For instance, he said, a siloed approach to modernization may lead one section of the Air Force to concentrate on updating an outdated capability, even when that capability won’t be relevant to a future fight. By having an Integrated Capabilities Command taking a look at the large picture, he noted, the service might recognize such an upgrade wouldn’t be price it.
The command is meant to take a more unified approach to developing the Air Force’s future requirements into recent systems or other capabilities. It can centralize the Air Force’s current system for developing plans for future capabilities, which is now largely done piecemeal by individual major commands resembling Air Combat Command and Air Force Global Strike Command.
The service remains to be figuring out many details concerning the recent command, Allvin said. However the service intends to place a three-star general in charge, he noted, and sure one from an operational background, even when it has to select a brief commander at first.
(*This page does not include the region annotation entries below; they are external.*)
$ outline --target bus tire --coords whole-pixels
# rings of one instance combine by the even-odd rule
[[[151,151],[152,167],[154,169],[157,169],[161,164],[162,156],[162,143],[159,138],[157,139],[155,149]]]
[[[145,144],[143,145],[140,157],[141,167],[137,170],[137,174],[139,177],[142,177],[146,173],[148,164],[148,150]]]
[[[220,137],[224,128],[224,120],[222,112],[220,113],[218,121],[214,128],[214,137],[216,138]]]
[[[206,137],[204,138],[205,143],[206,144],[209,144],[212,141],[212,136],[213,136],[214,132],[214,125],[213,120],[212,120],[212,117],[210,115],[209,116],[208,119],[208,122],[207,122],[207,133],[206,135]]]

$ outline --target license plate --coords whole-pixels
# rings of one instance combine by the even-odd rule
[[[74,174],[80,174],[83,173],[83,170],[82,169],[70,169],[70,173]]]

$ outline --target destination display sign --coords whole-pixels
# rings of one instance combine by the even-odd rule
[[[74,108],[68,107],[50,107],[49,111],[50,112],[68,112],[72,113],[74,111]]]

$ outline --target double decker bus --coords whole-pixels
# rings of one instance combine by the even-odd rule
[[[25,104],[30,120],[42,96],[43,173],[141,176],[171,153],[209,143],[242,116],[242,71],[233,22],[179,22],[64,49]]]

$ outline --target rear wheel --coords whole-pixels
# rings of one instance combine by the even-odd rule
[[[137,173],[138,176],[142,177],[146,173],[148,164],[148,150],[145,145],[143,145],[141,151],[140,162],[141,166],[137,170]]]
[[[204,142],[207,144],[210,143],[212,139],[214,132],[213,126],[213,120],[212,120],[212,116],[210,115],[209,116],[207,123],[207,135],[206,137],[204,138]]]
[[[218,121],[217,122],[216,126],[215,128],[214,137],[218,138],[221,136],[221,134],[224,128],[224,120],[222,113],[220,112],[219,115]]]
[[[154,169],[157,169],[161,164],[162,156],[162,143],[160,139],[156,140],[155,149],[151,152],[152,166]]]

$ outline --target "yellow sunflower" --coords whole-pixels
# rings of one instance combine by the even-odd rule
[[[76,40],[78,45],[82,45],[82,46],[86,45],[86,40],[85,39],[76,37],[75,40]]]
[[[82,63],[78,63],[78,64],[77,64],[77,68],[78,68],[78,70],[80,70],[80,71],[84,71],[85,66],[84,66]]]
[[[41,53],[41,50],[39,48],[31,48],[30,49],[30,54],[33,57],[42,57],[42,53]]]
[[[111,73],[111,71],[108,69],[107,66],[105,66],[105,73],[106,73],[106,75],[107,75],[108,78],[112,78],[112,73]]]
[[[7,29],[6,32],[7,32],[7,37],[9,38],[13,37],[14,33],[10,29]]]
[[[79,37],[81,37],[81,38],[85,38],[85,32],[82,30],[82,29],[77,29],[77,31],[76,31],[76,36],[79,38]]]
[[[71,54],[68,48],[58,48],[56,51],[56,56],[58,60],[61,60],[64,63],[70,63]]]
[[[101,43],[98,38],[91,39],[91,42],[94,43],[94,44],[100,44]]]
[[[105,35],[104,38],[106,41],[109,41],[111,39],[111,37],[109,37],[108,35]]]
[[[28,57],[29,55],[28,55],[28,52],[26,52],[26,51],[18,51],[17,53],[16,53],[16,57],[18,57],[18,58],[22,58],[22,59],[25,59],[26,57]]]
And the organization could ultimately have between 500 and 800 airmen, Allvin said, though he stressed that figure remains to be in flux. These could be airmen who concentrate on conducting longer-term planning and preparing for modernization projects.
He said the Air Force’s goal is to have individual airmen tapped for the command and already beginning to work of their recent jobs by the tip of the calendar 12 months.
Allvin indicated the variety of airmen moved from individual commands to this recent one would probably number just a few dozen, adding: “We don’t anticipate it would be moving lots of from a spot.”
The Air Force is working to make sure it doesn’t mistakenly take airmen away from major commands, which could impact the readiness of existing systems, Allvin said.
The Air Force envisions a series of satellite offices for the command throughout the US, Allvin noted, meaning most airmen would likely stay at their current bases.
The Air Force must think more creatively about ways to perform its missions, Allvin said, resembling carrying out long-range strike operations to sink Chinese ships. For the last 20 years, he added, China has focused on constructing a naval force designed to maintain the US at a distance — something the U.S. Air Force must counter. He pointed to the service’s experimentation with launching cruise missiles from the back of a cargo plane as an revolutionary option to achieve long-range strike requirements without employing traditional bombers.
Or, he said, modernization planners working on updating the F-16 jet′s radar might need more access to experts working on the KC-46 tanker and share ideas and methods that may work higher.
“We wish to have the option to maintain up with the pace of technology, the pace of change, and have the operators come together to construct one force design, slightly than multiple parts which might be form of stitched together at the tip,” Allvin said.
This may profit your complete service by resulting in “a more coherent force design,” he added, in addition to help Air Force Materiel Command higher understand and predict what it would need to construct and sustain all of the service’s different systems.
“That is about getting the system right,” Allvin said. “Looking into the arc of the long run and the way we see how technology is playing out, how the strategic environment is playing out, and the way we assess the way in which that we put together the capabilities we use to go to war.”
Stephen Losey is the air warfare reporter for Defense News. He previously covered leadership and personnel issues at Air Force Times, and the Pentagon, special operations and air warfare at Military.com. He has traveled to the Middle East to cover U.S. Air Force operations.